Multivariate Testing: Promises and Pitfalls for High-Traffic Websites

Multivariate Testing for High-traffic Websites

Multivariate testing offers high-traffic websites the ability to find the right combination of features and creative ideas to maximize conversion rates. However, it is not sufficient to simply throw a bunch of ideas into a pot and start testing. This article answers the question, What is a multivariate test?, explains the advantages and pitfalls of multivariate testing, and offers some new ideas for the future.

If you run a relatively high-traffic site, consider this question: Will I profit from running multivariate tests?

Before we dive into the question, let’s be sure to define the terms. I’ll talk about the dangers of doing an multivariate test (MVT) and when you should consider using them.

What Is Multivariate Testing?

Multivariate testing is a technique for testing a hypothesis in which multiple variables are modified.

Multivariate testing is distinct from A/B testing in that it involves the simultaneous observation and analysis of more than one outcome variable. Instead of measuring A against B, you are measuring A, B, C, D & E all at once.

Whereas A/B testing is typically used to measure the effect of more substantial changes, multivariate testing is often used to measure the incremental effect of numerous changes at once.

This process can be further subdivided in a number of ways, which we’ll discuss in the next section.

Multivariate, Multi-variant or Multi-variable

For this article, we are focusing on a specific way of testing in which elements are changed on a webpage. Before we dive into our discussion of multivariate testing, we should identify what we are talking about and what we are not talking about.

One of the frequent items tested is landing page headlines. Getting the headline on the page can significantly increase conversion rates for your landing pages. When testing a headline, we often come up with several variants of the words, testing them individually to see which generates the best results.

A multi-variant tests multiple variants of one variable or element.
A multi-variant test with multiple variants of one variable or element.

This is a multi-variant test. It changes one thing–one variable–but provides a number of different variants of that element.

Now suppose we thought we could improve one of our landing pages by changing the “hero image” as well as the headline. We would test our original version against a new page that changed both the image and the headline.

An example of a multi-variable test. Here we are testing the control against a variation with two changes, or two variables.
An example of a multi-variable test. Here we are testing the control against a variation with two changes, or two variables.

This is a multi-variable test. The image is one variable and the headline is a second variable. Technically, this is an AB test with two variables changing. If Variation (B) generated more leads, we wouldn’t know if the image or the headline were the biggest contributors to the increase in conversions.

To thoroughly test all combinations, we would want to produce multiple variations, each with a different variant of the variable.

Two variable with two variants each yield four page variations in this multivariate testing example.
Two variables with two variants each yield four page variations in this multivariate testing example.

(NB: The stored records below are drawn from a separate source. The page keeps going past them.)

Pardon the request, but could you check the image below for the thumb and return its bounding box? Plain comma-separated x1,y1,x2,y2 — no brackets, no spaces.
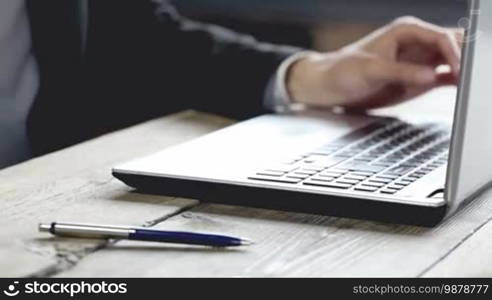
369,60,437,86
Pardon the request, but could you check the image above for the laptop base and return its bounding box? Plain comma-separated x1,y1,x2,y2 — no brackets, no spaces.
113,172,447,227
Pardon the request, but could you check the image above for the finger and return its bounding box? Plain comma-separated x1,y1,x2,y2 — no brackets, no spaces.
394,18,461,74
366,60,437,86
436,73,459,86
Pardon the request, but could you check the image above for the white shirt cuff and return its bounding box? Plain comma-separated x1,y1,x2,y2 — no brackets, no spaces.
264,51,311,113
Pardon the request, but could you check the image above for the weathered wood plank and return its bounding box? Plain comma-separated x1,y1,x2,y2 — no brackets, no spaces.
59,188,492,277
55,89,492,277
0,111,231,277
423,216,492,277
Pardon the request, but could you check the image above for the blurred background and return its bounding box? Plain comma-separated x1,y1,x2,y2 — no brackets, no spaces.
172,0,467,51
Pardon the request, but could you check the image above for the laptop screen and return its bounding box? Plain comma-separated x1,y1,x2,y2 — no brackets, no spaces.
446,0,492,210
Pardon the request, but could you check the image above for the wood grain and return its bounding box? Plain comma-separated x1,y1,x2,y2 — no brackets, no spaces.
0,111,231,277
4,89,492,277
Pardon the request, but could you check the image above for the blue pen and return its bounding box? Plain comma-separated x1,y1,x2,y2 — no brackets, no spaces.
39,222,253,247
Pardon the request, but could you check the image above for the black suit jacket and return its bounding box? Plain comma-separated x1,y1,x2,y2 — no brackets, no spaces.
27,0,297,155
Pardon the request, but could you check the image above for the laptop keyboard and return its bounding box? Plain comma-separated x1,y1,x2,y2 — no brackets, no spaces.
248,120,450,195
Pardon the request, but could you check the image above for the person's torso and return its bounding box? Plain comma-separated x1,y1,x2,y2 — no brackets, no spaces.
0,1,39,168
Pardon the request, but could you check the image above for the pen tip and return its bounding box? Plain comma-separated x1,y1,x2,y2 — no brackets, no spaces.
241,239,255,246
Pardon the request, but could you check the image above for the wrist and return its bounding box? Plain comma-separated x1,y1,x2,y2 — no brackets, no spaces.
286,52,336,106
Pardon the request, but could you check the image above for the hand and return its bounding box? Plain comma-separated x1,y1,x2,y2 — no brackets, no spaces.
287,17,463,110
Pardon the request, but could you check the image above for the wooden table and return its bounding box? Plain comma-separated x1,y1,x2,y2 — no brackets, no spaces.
0,89,492,277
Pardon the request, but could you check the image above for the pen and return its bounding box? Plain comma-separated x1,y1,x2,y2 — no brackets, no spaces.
39,222,253,247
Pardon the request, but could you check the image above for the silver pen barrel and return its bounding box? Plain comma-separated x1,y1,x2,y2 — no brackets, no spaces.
39,223,134,238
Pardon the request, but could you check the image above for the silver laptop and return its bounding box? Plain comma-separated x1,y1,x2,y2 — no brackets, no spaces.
113,0,492,226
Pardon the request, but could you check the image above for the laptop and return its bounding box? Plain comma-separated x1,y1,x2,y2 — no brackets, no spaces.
113,0,492,226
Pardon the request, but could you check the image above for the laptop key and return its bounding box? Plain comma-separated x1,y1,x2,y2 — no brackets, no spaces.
386,165,414,176
354,186,378,192
248,175,302,183
337,162,386,174
303,180,352,189
379,189,398,195
310,177,335,182
362,182,386,188
256,171,285,177
369,178,393,184
345,174,367,181
386,185,404,191
336,178,359,185
294,169,318,175
265,164,298,172
287,174,311,179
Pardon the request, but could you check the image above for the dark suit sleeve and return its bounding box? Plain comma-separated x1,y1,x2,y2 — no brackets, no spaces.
144,1,299,118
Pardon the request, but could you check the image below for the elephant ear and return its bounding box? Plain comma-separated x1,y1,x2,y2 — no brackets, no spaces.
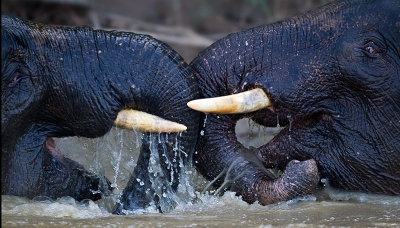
2,13,199,211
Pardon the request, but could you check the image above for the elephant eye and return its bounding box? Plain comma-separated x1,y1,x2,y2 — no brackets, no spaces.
8,71,29,88
361,41,381,58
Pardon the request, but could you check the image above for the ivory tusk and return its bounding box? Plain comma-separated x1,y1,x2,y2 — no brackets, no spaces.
114,109,187,133
187,88,271,114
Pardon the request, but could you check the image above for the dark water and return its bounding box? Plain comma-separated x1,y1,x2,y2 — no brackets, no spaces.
1,190,400,227
1,121,400,227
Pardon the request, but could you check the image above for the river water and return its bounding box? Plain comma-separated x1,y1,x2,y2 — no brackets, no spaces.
1,122,400,227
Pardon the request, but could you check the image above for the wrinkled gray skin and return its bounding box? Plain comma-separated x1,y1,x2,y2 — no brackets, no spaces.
190,0,400,204
1,15,199,213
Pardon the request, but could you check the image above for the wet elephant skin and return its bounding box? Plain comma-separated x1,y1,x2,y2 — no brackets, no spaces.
1,15,199,213
190,0,400,204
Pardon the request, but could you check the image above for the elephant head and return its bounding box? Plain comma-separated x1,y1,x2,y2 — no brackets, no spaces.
1,15,199,213
188,0,400,205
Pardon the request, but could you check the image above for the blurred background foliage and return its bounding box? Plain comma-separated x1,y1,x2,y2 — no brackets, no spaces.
2,0,331,62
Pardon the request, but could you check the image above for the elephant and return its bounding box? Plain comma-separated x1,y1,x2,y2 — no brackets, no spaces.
188,0,400,205
1,14,200,214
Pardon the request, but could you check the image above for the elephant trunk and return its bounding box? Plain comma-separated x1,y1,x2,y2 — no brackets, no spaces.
2,16,199,213
188,2,343,204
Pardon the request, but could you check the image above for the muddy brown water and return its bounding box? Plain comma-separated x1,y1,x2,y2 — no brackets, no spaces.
1,120,400,227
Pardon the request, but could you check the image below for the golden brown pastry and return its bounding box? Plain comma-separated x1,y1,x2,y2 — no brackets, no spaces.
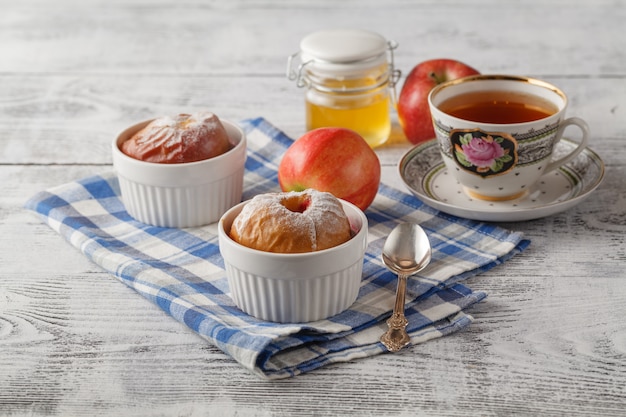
230,189,352,253
120,112,232,164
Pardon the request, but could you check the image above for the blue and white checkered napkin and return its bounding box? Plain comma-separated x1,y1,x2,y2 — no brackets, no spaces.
26,118,529,379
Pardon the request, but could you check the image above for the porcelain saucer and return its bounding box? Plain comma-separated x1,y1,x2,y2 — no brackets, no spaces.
399,139,605,222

In the image above, we have four variations of the page, based on two variables (image and headline) each having two variants. Two variables times two variants each equals four variations.

Confused yet?

A multivariate test, then, is a test that tests multiple variants of variables found on a page or website.

To expand on our example, we might want to find the right hero image and headline on our landing page. Here’s the control:

The Control in our multivariate test is the current page design.
The Control in our multivariate test is the current page design.

We will propose two additional variants of the hero image–for a total of three variants including the control–and additional two variants of the headline, three including the control.

Here are the three images:

We want to vary the hero image. This variable in our test has three variants.
We want to vary the hero image on our page. This variable in our test has three variants.

Here are three headlines, including the existing one.

  1. Debt Relief that Works
  2. Free Yourself from the Burden of Debt
  3. Get Relief from Debt

A true multivariate test will test all combinations. Given two variables with three variants each, we would expect nine possible combinations: three images x three headlines.

Here’s another example that will help you understand how variables, variants and variations relate. An ecommerce company believes that visitors are not completing their checkout process for any of three reasons:

  1. The return policy is not visible
  2. They are required to register for an account
  3. They don’t have security trust symbols on the pages

While these all seem like reasonable things to place in a shopping cart, sometimes they can work against you. Providing this kind of information may make a page cluttered and increase abandonment of the checkout process.

The only way to know is to test.

How many variables do we have here? We have three: privacy policy, registration and security symbols.

How many variants do we have? We have two of each variable, one variant in which the item is shown and one variant in which it is not shown.

This is 2 x 2 x 2, or eight combinations. If we had three different security trust symbols to choose from, we would have four variants, three choices and none. That is 2 x 2 x 4, or sixteen combinations.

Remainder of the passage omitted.